After doing this i got below exception again.

Error: org.apache.hive.service.cli.HiveSQLException: Error while processing statement: Cannot modify RHIVE_UDF_DIR at runtime. It is not in list of params that are allowed to be modified at runtime Let me know if I am doing anything wrong.

Thanks

ghost commented 8 years ago

@shashivish IMHO, your config file looks like this:

<property>
  <name>hive.security.authorization.sqlstd.confwhitelist.append</name>
  <value>RHIVE_UDF_DIR</value>
</property>

hive.security.authorization.sqlstd.confwhitelist has default values.

Thanks

shashivish commented 8 years ago

Hi @DrakeMin I do agree with your point but as per comment by @taeyoung-yoon the values for hive.security.authorization.sqlstd.confwhitelist.append should be in form of regex because of which I changed it.

Even Jira ticket also tell the same.

https://issues.apache.org/jira/browse/HIVE-8937

Can you please let me know if that is the case then how should i update hive-site.xml?

Thanks Shashi

taeyoung-yoon commented 8 years ago

Hi @Shashi, IMO, you don't need to set any value to the 'hive.security.authorization.sqlstd.confwhitelist' property of your hive-site.xml, which allows for you to use default hive commands.
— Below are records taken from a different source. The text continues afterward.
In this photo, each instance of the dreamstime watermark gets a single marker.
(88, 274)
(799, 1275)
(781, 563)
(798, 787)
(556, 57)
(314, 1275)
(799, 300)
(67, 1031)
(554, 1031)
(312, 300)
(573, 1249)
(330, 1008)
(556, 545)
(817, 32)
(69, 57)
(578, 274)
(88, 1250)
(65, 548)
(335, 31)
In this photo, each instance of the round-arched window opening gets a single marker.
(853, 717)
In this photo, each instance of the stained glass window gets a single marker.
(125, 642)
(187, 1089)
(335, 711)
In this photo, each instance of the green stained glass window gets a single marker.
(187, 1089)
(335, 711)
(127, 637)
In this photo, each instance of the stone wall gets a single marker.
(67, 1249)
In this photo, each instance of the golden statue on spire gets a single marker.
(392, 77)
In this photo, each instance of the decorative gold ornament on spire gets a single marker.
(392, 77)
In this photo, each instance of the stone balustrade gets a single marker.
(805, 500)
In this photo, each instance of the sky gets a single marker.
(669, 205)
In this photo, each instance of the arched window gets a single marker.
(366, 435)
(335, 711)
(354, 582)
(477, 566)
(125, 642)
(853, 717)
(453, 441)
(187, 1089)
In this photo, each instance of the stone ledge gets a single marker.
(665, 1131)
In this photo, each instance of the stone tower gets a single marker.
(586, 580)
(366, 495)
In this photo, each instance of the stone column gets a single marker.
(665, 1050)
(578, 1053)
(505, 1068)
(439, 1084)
And you have any special commands which are not included into the default command list such as RHIVE_UDF_DIR, just add the commands as java regex to the" hive.security.authorization.sqlstd.confwhitelist.append" property in your hive-site.xml. For example, you should run the following commands which are necessary for using rhive. set mapred.child.env = 'foo bar'; set RHIVE_UDF_DIR = '/usr/lib/x/y'; set query.invoker = 'user1';

You just need the hive configuration as below.

hive.security.authorization.sqlstd.confwhitelist hive.security.authorization.sqlstd.confwhitelist.append query.invoker|RHIVE_UDF_DIR

Thanks, Taeyoung

shashivish commented 8 years ago

Thank you very much @taeyoung-yoon and @DrakeMin . Issue got resolved. It was a great help. :+1: